From reading a few posts, SautinSoft appears to be popular as a commercial component. Are there other commercial components that you'd recommend for converting HTML to RTF? Price does matter, but even if it's a little on the expensive side, please list it.
For open source, I read that OpenOffice.org can be run as a service so that it can convert files. However, this appears to be only Java based. I imagine, I'd need some kind of interop to use this? What .NET open source components, if any, are out there for converting HTML to RTF?
For home grown, is an XSLT the way to go with XHTML? If so, what component do you recommend for generating XHTML? Otherwise, what other home grown avenuses do you recommend.
Also, please note that I currently don't care so much about RTF to HTML. If a commercial component offers this and the price is still the same, fine, otherwise please don't mention it.
For what its worth and in no particular order.
A while ago i wanted to export to RTF and then import from RTF the RTF in question being manipulated by MS Word.
The first problem is RTF is not an open standard.
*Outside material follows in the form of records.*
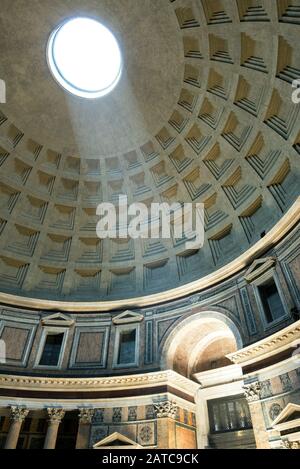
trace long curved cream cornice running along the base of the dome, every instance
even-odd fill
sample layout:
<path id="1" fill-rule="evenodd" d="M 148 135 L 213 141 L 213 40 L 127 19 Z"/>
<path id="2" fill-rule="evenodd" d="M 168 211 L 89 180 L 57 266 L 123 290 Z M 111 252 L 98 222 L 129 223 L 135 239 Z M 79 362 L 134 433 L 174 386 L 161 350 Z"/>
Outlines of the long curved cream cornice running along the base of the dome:
<path id="1" fill-rule="evenodd" d="M 275 227 L 267 233 L 267 235 L 252 246 L 248 251 L 243 253 L 233 262 L 207 275 L 199 280 L 188 283 L 186 285 L 167 290 L 165 292 L 156 293 L 138 298 L 129 298 L 117 301 L 100 301 L 100 302 L 64 302 L 50 301 L 35 298 L 25 298 L 17 295 L 0 293 L 0 303 L 19 306 L 24 308 L 33 308 L 38 310 L 60 310 L 68 312 L 107 312 L 113 310 L 122 310 L 128 308 L 138 308 L 161 304 L 167 301 L 174 301 L 184 296 L 191 295 L 206 288 L 210 288 L 217 283 L 223 282 L 234 274 L 245 269 L 254 259 L 261 256 L 264 252 L 271 249 L 285 235 L 287 235 L 299 222 L 300 219 L 300 197 L 296 200 L 289 211 L 275 225 Z"/>

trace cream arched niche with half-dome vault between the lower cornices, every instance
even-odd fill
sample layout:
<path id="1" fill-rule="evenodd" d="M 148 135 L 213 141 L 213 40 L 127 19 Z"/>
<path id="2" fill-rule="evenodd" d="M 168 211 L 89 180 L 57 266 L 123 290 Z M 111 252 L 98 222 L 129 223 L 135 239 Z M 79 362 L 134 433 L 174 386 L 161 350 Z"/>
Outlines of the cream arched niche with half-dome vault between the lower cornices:
<path id="1" fill-rule="evenodd" d="M 242 348 L 237 326 L 225 314 L 205 311 L 178 322 L 162 349 L 161 366 L 192 378 L 232 365 L 226 355 Z"/>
It is an internal MS standard and there fore they alter it as and when they like and do not generally worry about compatibility. Currently the versions of RTF are 1.3 to 1.9 and they are all different. Internally they use twips for measurement just for good measure.
I bought the O'Reilly pocket book on the subject which helped and read a lot of the MS documentation which is good, but there is a lot of it and lots for each version.
Because of the way RTF is coded using regex to manipulate is incredibly hard work and needs careful handling and concentration to test and get to work. I use a Mac editor that had built in regex so i could steadily test each section and build it into the code.
Because of the number of versions there is also a lot of incompatibility between versions but there is a lot of commonality and in the end it was reasonably hard/easy to get where i wanted (after about a weeks reading and a weeks coding) and producing a really simple version.
I never found a commercial solution but i had to have a free on because of budget so that cut a lot out but take great care in choosing one to make sure it does what you want and has support.
I don't think where you are coming from HTML/XML/XHTML, i was converting CSV formats, it the RTF.
I am not sure if i would advise to DIY or buy. Probably on balance DIY but your own circumstances will dictate that.
Edit: One thing going from content to RTF is easier than vice versa.
BTW not criticising MS fior the RTF versions, hey it's theirs and proprietary so they can do what they like.